Late last month, we noted that Austrian Foreign Minister Sebastian Kurz was set to cut social benefits for refugees who failed to attend “special integration training courses.”
Austria, like Germany and multiple other countries in the Schengen zone, is struggling to cope with the influx of asylum seekers fleeing the war-torn Mid-East. Of particular concern is the “integration” process whereby those hailing from “different cultures” are having a decidedly difficult time blending into polite Western society.
Austria has sought to ameliorate the problem by providing helpful flyers featuring cartoons that depict acceptable and unacceptable behavior and by offering classes designed to teach migrants “laws and social norms.”
Still, policymakers are skeptical. "Let’s not delude ourselves," Kurz said in January. "We have an intensive long lasting integration process ahead of us."
That “intensive, long lasting process” will be mitigated by a plan to deport some 50,000 refugees. “Last year Austria had 90,000 asylum applications,” Kurz told Aargauer Zeitung. “This number is too high for a small country, and measured in terms of population, it is the second highest in Europe after Sweden.”
Yes, “the second highest after Sweden” - and we all know how things are going in Sweden.
“We have reached the limit of feasibility,” Kurz explained, in an interview with APA. "I think 50,000 is realistic [in terms of a number to deport]."
As a reminder, Austria has already suspended Schengen, so the deportation announcement doesn't exactly come as a surprise, especially in light of similar announcements from Sweden and Finland.
What was surprising (not to mention sadly amusing) is Austria's plan to boost voluntary repatriations. According to a summary of an agreement between the interior, defense and integration ministries published on Sunday, the country will now pay migrants €500 to leave. "Now the government has decided to carry out at least 50,000 deportations over the next four years," Reuters reports. "It will also offer up to 500 euros ($542) to migrants whose asylum applications have been turned down if they agree to be deported."
"We are already among the countries with the most deportations," said Interior Minister Johanna Mikl-Leitner. "But we will increase the rate further."
As for how the deportations will be carried out, Austria will reportedly load migrants up on C-130 Hercules military aircraft and drop them off in their home countries. Hopefully after landing.
Kurz also says Austria will place an upper limit on the number of asylum seekers it accepts. The cap will amount to no more than 1.5% of the population. "Anything else would overwhelm our country," Kurz says.
Meanwhile, Angela Merkel is proposing a modified Marshall Plan in an attempt to cope with the problem. "German Chancellor Angela Merkel seeks to raise money for refugee camps in Syria’s neighboring states to add jobs in strategy similar to the Marshall Plan that helped rebuild Germany after World War II," Bloomberg reports, citing Handelsblatt. "Refugees would get cash for work in camps."

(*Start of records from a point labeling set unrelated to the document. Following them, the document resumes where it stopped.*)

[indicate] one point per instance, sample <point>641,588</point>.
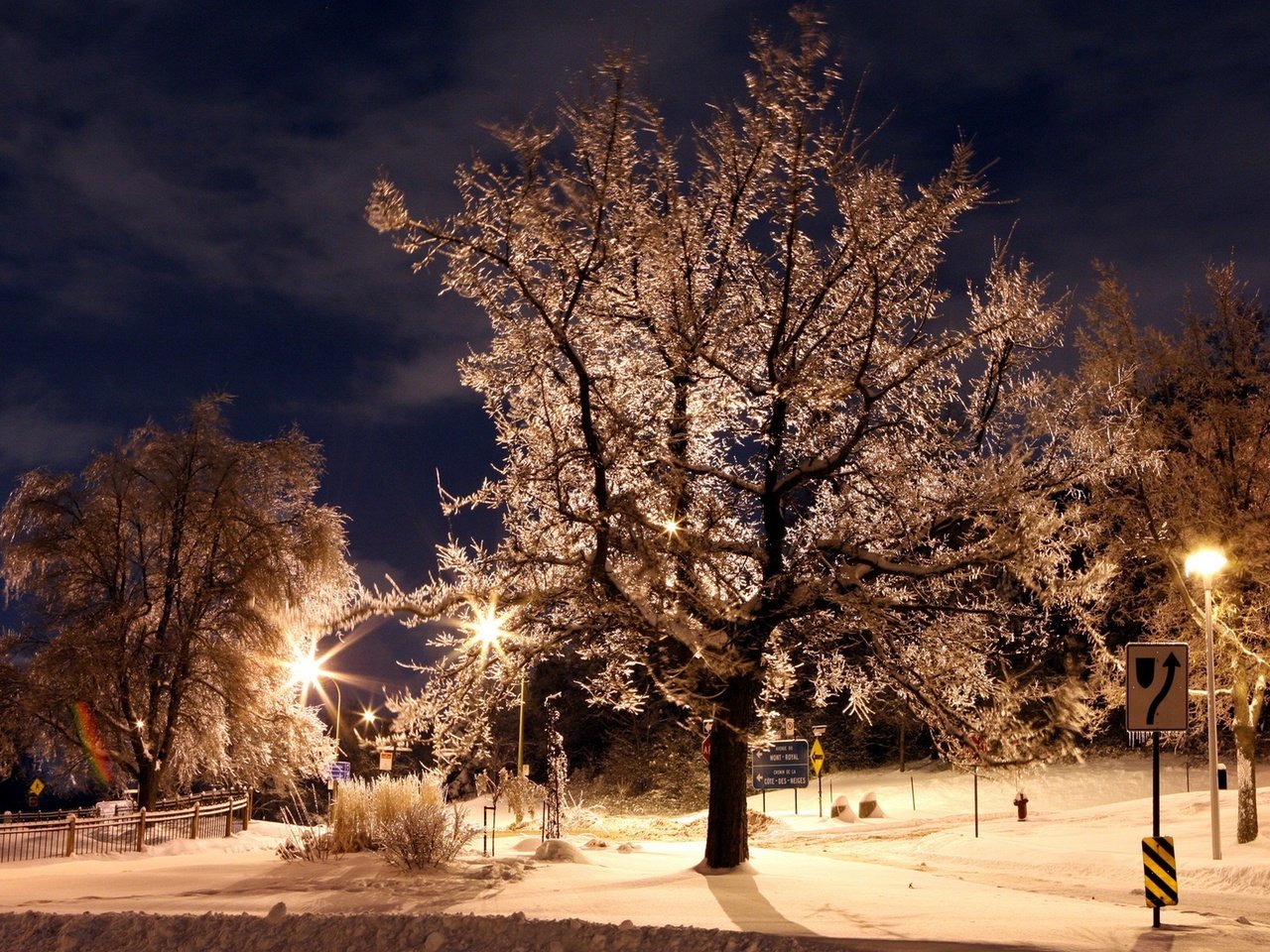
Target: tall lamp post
<point>488,631</point>
<point>1206,563</point>
<point>309,671</point>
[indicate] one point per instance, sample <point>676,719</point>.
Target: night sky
<point>182,188</point>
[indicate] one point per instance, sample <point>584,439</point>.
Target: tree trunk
<point>726,830</point>
<point>148,784</point>
<point>1246,766</point>
<point>1246,714</point>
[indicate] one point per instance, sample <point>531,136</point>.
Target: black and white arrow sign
<point>1156,685</point>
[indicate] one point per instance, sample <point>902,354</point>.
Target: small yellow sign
<point>1160,867</point>
<point>817,757</point>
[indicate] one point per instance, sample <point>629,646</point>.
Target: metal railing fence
<point>82,834</point>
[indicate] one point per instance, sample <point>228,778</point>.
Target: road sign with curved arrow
<point>1155,690</point>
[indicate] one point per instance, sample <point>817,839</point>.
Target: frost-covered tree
<point>746,440</point>
<point>166,590</point>
<point>1203,395</point>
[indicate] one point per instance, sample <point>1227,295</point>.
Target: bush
<point>425,834</point>
<point>363,807</point>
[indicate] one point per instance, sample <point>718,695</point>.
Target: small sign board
<point>781,765</point>
<point>817,757</point>
<point>1155,690</point>
<point>1160,869</point>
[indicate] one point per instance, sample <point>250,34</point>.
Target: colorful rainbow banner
<point>90,739</point>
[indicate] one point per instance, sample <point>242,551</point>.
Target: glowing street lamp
<point>1206,562</point>
<point>486,630</point>
<point>309,670</point>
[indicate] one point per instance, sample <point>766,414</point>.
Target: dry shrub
<point>423,835</point>
<point>362,809</point>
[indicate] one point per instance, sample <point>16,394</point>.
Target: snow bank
<point>113,932</point>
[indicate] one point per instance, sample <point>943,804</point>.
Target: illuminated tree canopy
<point>747,439</point>
<point>1202,399</point>
<point>166,590</point>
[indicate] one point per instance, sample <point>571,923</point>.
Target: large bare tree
<point>746,442</point>
<point>167,588</point>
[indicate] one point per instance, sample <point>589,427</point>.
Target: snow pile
<point>118,932</point>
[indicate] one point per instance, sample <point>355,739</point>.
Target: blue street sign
<point>785,763</point>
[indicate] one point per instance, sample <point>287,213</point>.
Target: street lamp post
<point>1206,562</point>
<point>488,631</point>
<point>308,670</point>
<point>520,734</point>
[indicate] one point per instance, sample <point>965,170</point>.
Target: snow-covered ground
<point>917,879</point>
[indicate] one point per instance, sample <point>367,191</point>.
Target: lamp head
<point>1206,562</point>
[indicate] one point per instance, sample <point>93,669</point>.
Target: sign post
<point>1155,699</point>
<point>783,765</point>
<point>817,765</point>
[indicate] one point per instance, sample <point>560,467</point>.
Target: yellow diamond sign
<point>817,757</point>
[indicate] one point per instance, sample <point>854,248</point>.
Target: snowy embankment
<point>130,932</point>
<point>915,879</point>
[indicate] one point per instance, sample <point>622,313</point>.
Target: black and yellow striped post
<point>1160,867</point>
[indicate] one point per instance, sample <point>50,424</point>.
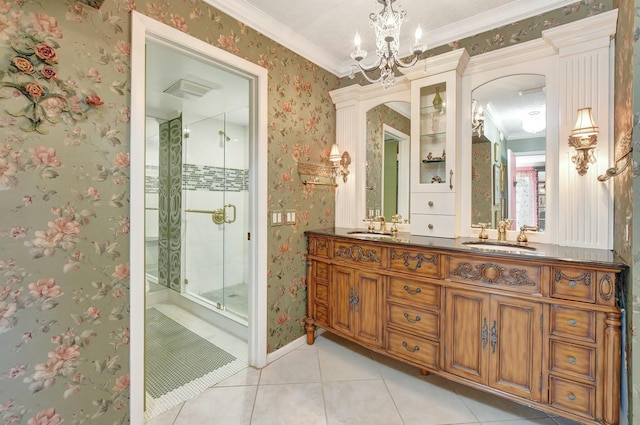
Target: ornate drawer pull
<point>485,334</point>
<point>406,316</point>
<point>406,347</point>
<point>416,292</point>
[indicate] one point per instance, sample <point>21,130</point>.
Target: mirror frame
<point>492,66</point>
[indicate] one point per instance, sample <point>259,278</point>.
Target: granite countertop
<point>541,252</point>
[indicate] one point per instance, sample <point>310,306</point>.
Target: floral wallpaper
<point>376,118</point>
<point>64,167</point>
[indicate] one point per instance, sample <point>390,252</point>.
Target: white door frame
<point>144,28</point>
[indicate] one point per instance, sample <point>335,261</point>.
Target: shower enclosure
<point>197,185</point>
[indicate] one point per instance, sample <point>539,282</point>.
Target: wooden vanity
<point>540,328</point>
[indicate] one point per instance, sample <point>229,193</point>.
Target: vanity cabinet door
<point>494,340</point>
<point>467,334</point>
<point>515,339</point>
<point>355,298</point>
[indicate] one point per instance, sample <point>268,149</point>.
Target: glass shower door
<point>215,197</point>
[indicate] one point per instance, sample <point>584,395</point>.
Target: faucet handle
<point>483,230</point>
<point>370,227</point>
<point>522,237</point>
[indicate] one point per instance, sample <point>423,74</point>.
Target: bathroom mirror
<point>388,127</point>
<point>508,151</point>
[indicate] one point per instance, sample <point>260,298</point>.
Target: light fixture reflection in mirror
<point>509,151</point>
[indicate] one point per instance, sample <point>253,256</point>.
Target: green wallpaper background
<point>64,213</point>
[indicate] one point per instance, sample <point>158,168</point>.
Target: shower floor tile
<point>227,342</point>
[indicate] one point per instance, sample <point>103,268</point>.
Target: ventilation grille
<point>187,89</point>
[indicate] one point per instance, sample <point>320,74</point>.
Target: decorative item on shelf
<point>437,101</point>
<point>386,24</point>
<point>584,138</point>
<point>340,162</point>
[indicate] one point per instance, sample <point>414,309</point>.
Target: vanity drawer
<point>321,271</point>
<point>321,314</point>
<point>424,323</point>
<point>573,359</point>
<point>573,284</point>
<point>356,252</point>
<point>572,396</point>
<point>499,274</point>
<point>417,293</point>
<point>423,263</point>
<point>322,293</point>
<point>319,246</point>
<point>432,203</point>
<point>441,226</point>
<point>573,322</point>
<point>417,350</point>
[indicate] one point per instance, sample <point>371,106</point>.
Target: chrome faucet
<point>503,226</point>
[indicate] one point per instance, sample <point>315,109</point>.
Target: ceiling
<point>323,31</point>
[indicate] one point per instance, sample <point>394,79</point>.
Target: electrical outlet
<point>276,218</point>
<point>290,217</point>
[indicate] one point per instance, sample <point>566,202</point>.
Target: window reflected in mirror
<point>509,151</point>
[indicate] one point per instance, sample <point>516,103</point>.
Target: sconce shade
<point>585,126</point>
<point>335,155</point>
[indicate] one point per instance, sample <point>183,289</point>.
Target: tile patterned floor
<point>335,382</point>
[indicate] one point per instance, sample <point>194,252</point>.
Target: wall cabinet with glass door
<point>435,132</point>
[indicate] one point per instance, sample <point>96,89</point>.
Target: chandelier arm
<point>371,80</point>
<point>372,68</point>
<point>402,64</point>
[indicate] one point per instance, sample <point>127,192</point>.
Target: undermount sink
<point>500,246</point>
<point>370,234</point>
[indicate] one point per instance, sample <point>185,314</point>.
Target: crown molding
<point>243,11</point>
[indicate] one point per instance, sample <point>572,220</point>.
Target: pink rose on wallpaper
<point>122,383</point>
<point>45,288</point>
<point>179,22</point>
<point>46,417</point>
<point>121,159</point>
<point>46,156</point>
<point>23,65</point>
<point>121,271</point>
<point>53,106</point>
<point>46,53</point>
<point>65,353</point>
<point>65,226</point>
<point>44,22</point>
<point>123,47</point>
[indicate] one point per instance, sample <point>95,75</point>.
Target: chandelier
<point>534,122</point>
<point>386,24</point>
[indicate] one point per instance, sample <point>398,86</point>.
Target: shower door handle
<point>225,213</point>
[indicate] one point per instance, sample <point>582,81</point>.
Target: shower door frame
<point>143,29</point>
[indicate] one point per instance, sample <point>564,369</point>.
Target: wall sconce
<point>340,162</point>
<point>584,138</point>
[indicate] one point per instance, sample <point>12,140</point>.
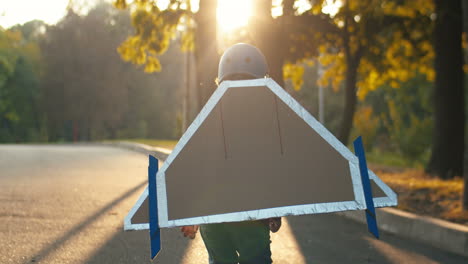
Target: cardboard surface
<point>253,152</point>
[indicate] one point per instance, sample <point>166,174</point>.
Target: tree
<point>359,44</point>
<point>156,25</point>
<point>20,119</point>
<point>449,116</point>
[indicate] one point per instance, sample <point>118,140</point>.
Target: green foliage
<point>20,118</point>
<point>155,28</point>
<point>91,94</point>
<point>403,118</point>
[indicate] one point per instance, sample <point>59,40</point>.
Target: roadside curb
<point>159,153</point>
<point>438,233</point>
<point>435,232</point>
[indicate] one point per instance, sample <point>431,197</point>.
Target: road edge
<point>435,232</point>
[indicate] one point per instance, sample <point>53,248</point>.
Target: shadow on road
<point>134,247</point>
<point>81,226</point>
<point>330,238</point>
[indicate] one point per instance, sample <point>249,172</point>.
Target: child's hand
<point>189,231</point>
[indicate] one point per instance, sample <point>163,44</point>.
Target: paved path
<point>66,204</point>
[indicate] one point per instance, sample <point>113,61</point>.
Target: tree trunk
<point>449,119</point>
<point>350,98</point>
<point>206,54</point>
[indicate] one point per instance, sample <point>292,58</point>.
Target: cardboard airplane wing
<point>254,152</point>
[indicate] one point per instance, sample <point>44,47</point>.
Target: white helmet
<point>242,58</point>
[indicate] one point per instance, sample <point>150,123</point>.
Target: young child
<point>238,242</point>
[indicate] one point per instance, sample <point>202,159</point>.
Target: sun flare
<point>233,14</point>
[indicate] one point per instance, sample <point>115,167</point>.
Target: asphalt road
<point>66,204</point>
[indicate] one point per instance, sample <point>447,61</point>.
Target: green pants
<point>241,242</point>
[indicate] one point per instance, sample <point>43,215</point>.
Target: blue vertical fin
<point>370,211</point>
<point>155,231</point>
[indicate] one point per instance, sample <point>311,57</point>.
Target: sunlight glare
<point>233,14</point>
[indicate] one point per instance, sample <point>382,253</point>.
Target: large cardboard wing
<point>254,152</point>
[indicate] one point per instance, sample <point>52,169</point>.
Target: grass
<point>422,194</point>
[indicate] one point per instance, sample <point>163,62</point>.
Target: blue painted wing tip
<point>155,232</point>
<point>370,211</point>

Countries bordering Syria "like the plan," Handelsblatt says.
Clearly, the desperation is kicking in. Even if viable, Merkel's idea will take months (at best) to implement and Austria's plan to give migrants €500 to take a voluntary C-130 trip back where they came from reeks of desperation.
There was no immediate word on whether refugees could negotiate for larger sums in exchange for an agreement to go back home.